Python Performance Wins That Actually Pay Off

Python performance optimization is where developers waste the most time for the smallest gain. Ninety percent of advice on the internet is premature. After eight months of profiling real production Lambdas and APIs, here are the optimizations that actually moved the needle, and the ones that cost me a day for no reason.

Wins That Paid

Batch database calls. The single biggest win in serverless Python. A Lambda that made ten get_item calls in a loop ran 14x faster after I switched to a single batch_get_item. The cost: one evening rewriting the handler. The savings: 200ms per request, forever.

Cache the boto3 client. Creating a boto3.client('dynamodb') inside the handler instead of at module scope added 80ms cold and 20ms warm. Move it to module level. One line change. Free speed.

Use Pydantic v2, not v1. The serialization speed jump is real. On a JSON-heavy API, switching to v2 cut median response times by 30 percent. Migration is annoying; the Pydantic v2 guide covers it well.

Wins That Did Not Pay

Async everywhere. On small serverless workloads, async/await cost more than it saved. Cold start overhead and the switch cost outweighed the IO parallelism benefits. I now use async only where I have multiple concurrent IO ops in a single handler.

Replacing CPython with PyPy. Spent a day porting, could not use it on Lambda anyway, reverted. PyPy is great for long-running workers, not for serverless.

Micro-optimizations. Replacing list comprehensions with map(). Using __slots__ on models. Measurable but unobservable. Not worth the complexity in code I will maintain for years.
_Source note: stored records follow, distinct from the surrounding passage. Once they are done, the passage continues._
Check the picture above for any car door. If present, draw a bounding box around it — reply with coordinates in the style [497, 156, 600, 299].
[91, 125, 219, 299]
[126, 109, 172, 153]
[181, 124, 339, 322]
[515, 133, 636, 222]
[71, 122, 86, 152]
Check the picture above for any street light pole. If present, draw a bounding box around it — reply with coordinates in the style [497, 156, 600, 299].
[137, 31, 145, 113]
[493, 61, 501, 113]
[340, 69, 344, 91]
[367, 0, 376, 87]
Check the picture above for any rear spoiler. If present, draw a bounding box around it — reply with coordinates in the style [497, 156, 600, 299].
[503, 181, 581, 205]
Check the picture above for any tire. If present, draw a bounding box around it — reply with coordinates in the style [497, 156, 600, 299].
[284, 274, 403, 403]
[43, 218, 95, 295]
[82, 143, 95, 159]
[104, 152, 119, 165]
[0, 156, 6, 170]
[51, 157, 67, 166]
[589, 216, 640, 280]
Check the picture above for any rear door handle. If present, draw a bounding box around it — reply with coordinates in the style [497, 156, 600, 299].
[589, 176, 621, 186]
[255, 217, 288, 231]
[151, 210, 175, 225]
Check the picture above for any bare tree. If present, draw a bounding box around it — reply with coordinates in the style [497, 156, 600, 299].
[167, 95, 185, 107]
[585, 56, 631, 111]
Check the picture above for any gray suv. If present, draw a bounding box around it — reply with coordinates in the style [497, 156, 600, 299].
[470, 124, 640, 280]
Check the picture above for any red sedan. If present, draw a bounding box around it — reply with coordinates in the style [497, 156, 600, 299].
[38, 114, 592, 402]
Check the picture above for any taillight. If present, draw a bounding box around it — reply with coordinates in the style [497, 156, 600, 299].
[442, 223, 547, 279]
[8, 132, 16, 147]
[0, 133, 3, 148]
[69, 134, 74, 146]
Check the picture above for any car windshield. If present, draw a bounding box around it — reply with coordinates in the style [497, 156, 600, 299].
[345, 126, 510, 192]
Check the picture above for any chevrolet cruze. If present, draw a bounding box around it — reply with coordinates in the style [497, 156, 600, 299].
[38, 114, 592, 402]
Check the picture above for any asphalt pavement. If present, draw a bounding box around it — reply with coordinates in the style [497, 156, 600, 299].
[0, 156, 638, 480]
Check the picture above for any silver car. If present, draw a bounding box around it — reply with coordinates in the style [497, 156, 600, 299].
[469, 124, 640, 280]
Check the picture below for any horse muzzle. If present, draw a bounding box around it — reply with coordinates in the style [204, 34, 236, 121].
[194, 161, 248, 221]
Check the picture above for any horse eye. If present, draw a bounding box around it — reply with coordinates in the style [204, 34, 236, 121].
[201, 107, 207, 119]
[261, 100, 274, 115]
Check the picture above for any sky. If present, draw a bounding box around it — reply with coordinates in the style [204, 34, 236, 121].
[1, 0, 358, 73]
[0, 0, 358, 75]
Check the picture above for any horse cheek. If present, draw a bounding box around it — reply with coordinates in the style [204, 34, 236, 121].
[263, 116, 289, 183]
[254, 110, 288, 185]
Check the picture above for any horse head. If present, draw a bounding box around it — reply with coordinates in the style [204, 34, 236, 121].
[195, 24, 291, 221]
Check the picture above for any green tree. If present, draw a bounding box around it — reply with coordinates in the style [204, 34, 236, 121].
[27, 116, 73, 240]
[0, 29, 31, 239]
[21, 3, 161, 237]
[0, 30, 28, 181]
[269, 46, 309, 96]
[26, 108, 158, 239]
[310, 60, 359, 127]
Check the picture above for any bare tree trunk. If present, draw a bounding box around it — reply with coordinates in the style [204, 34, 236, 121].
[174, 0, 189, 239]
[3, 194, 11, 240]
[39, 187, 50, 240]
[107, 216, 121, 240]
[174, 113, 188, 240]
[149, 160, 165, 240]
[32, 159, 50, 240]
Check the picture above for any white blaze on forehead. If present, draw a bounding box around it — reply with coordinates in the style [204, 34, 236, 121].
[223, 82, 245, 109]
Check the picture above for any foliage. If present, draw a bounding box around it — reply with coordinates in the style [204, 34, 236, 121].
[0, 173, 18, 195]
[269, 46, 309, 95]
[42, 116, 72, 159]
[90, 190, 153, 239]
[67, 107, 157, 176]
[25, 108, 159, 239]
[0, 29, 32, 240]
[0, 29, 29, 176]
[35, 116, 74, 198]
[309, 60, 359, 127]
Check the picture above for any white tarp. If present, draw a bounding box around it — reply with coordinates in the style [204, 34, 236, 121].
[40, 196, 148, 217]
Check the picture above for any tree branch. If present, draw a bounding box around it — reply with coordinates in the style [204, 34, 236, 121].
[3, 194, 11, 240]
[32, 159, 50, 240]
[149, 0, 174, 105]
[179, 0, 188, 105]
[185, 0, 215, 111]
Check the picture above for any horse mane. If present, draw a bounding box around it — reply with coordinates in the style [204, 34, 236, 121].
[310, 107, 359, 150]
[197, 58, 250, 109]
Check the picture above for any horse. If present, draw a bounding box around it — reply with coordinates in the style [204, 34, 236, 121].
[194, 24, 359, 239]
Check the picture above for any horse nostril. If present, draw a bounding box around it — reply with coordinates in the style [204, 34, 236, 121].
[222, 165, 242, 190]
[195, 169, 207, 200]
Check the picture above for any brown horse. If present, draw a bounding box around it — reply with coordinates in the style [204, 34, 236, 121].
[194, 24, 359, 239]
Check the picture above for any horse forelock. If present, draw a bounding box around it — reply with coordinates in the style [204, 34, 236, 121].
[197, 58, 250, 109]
A Profiling Recipe That Works

python

import cProfile, pstats
 
prof = cProfile.Profile()
prof.enable()
handler(event, context)
prof.disable()
pstats.Stats(prof).sort_stats('cumulative').print_stats(20)

Run this once in local dev before optimizing anything. The top three lines almost always reveal the real bottleneck, and it is almost never what you guessed.

The Honest Rule

Profile first. Optimize what the profile shows. Ignore everything else. Eight months in, the wins are always the same three categories: database calls, client instantiation, and serialization. Stop looking for clever ones.

The Measurement Habit

I record baseline p50 and p95 latency for every endpoint at deploy time. A regression only exists relative to a baseline. Without numbers, every 'the site feels slow' comment becomes a fishing expedition. With numbers, I either see the regression in the dashboard or I do not, and I act accordingly. See AWS X-Ray for the serverless-native tracing tool I use for this baseline tracking.